Walking back to the campground, I picked a few mushrooms. That would be the theme.

(to be continued)

* No, there was no name tag. I am joking.

July 02, 2013

Some Days I Just Don't Do 'Catch and Release'




Semi-wild rainbow trout caught in this county. Rice. Green salad, partly from our CSA farmer and partly from other organic sources. Fetzer wine, because a good friend used to live behind the winery, and because they try to be "sustainable."

May 31, 2013

Fish Free in Colorado June 1–2

This is Colorado's free fishing weekend — no license required.

From the Colorado Parks & Wildlife news release:
Each year, the agency designates the first weekend in June as the only two-day period that anglers all around the state are not required to have a fishing license. For the rest of the year a fishing license is required for anyone 16 years and older.      

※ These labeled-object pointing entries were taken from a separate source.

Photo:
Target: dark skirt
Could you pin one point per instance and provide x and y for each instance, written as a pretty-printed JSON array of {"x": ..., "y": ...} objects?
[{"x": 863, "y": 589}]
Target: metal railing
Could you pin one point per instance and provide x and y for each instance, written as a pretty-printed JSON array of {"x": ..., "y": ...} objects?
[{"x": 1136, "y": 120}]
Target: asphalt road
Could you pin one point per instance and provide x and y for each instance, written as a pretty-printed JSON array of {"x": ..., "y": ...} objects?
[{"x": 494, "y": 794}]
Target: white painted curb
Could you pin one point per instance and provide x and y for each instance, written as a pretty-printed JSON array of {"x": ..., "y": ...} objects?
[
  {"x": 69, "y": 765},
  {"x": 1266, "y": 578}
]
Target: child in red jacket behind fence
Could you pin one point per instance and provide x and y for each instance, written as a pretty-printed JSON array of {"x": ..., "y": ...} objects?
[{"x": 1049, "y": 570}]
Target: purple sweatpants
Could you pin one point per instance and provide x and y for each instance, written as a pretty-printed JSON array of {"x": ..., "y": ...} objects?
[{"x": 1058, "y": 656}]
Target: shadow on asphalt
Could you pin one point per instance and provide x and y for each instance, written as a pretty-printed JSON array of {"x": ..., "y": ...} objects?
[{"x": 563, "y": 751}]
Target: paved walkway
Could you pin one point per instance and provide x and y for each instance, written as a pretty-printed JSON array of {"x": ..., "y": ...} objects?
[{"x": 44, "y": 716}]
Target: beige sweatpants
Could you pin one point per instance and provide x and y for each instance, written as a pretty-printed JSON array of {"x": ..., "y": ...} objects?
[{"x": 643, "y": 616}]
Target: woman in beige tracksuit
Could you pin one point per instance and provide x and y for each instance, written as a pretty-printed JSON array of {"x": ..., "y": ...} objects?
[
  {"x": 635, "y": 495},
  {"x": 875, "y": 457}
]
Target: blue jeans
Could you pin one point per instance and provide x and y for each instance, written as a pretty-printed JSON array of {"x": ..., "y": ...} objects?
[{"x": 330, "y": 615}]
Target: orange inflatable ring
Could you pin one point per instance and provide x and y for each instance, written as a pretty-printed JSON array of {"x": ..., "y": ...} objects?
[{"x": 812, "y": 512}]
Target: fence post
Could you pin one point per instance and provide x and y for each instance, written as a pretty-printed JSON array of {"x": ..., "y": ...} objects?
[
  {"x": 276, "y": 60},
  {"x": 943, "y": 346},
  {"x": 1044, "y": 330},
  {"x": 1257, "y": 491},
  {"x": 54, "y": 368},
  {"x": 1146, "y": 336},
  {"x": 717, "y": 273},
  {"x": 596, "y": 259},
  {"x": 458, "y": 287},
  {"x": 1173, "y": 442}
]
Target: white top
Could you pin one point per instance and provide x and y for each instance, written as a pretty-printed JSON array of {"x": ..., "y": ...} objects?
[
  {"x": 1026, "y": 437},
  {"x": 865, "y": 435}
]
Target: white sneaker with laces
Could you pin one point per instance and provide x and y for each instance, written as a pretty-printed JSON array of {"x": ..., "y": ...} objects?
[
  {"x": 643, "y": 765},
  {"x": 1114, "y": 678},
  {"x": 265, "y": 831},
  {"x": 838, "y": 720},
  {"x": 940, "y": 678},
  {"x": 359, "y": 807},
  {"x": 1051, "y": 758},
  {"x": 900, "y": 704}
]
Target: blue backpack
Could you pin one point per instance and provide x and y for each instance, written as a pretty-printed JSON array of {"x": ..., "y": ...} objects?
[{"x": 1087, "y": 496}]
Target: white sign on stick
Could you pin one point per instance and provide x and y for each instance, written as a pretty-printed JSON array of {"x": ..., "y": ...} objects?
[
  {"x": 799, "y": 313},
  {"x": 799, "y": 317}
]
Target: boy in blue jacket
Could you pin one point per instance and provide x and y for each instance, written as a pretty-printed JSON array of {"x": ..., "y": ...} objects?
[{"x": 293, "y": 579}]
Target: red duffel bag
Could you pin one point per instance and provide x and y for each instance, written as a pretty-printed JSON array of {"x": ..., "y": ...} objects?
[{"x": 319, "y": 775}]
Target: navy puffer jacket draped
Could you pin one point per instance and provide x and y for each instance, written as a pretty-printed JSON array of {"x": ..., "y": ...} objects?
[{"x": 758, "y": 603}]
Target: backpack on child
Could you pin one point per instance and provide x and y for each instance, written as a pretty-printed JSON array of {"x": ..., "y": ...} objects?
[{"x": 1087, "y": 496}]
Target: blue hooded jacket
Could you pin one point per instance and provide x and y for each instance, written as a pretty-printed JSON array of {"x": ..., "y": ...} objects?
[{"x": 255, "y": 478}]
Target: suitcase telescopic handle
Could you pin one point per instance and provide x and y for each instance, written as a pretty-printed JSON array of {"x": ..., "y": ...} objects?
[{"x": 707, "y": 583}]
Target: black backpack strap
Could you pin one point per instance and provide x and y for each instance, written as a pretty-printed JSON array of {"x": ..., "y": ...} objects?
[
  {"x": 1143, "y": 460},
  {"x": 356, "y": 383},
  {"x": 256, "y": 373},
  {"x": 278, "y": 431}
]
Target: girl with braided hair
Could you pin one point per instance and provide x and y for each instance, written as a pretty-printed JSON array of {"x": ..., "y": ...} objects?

A recent survey of resident and non-resident anglers revealed a high level of satisfaction with fishing experiences in Colorado. Anglers said they especially like to pursue the numerous trout species available in state waters. The majority of fish caught in Colorado are stocked by the agency, and each year more than 3 million catchable-sized trout and 14 million trout fingerlings are stocked into the more than 2,000 lakes, ponds and reservoirs around the state.
       
While fishing licenses are not required during free fishing weekend, all other regulations remain in effect. Anglers should consult the 2013 Colorado Fishing brochure for specific regulations and restrictions for the waters where they'll be fishing.
       
Fishing licenses can be purchased at any Colorado Parks and Wildlife office or from one of the more than 600 license agents across the state.  Licenses can also be purchased online. Anglers may also purchase a fishing license over the phone and receive a temporary authorization number allowing them to fish immediately by calling 800-244-5613.

April 26, 2013

Low Water on the Arkansas

River running about 200 cfs
The guide scrambles back into his seat after dragging the raft through a riffle. Sport #1 is fishing. Sport #2 (stern) seems drowsy. Maybe he drank his lunch. Photo taken near Howard, Colorado.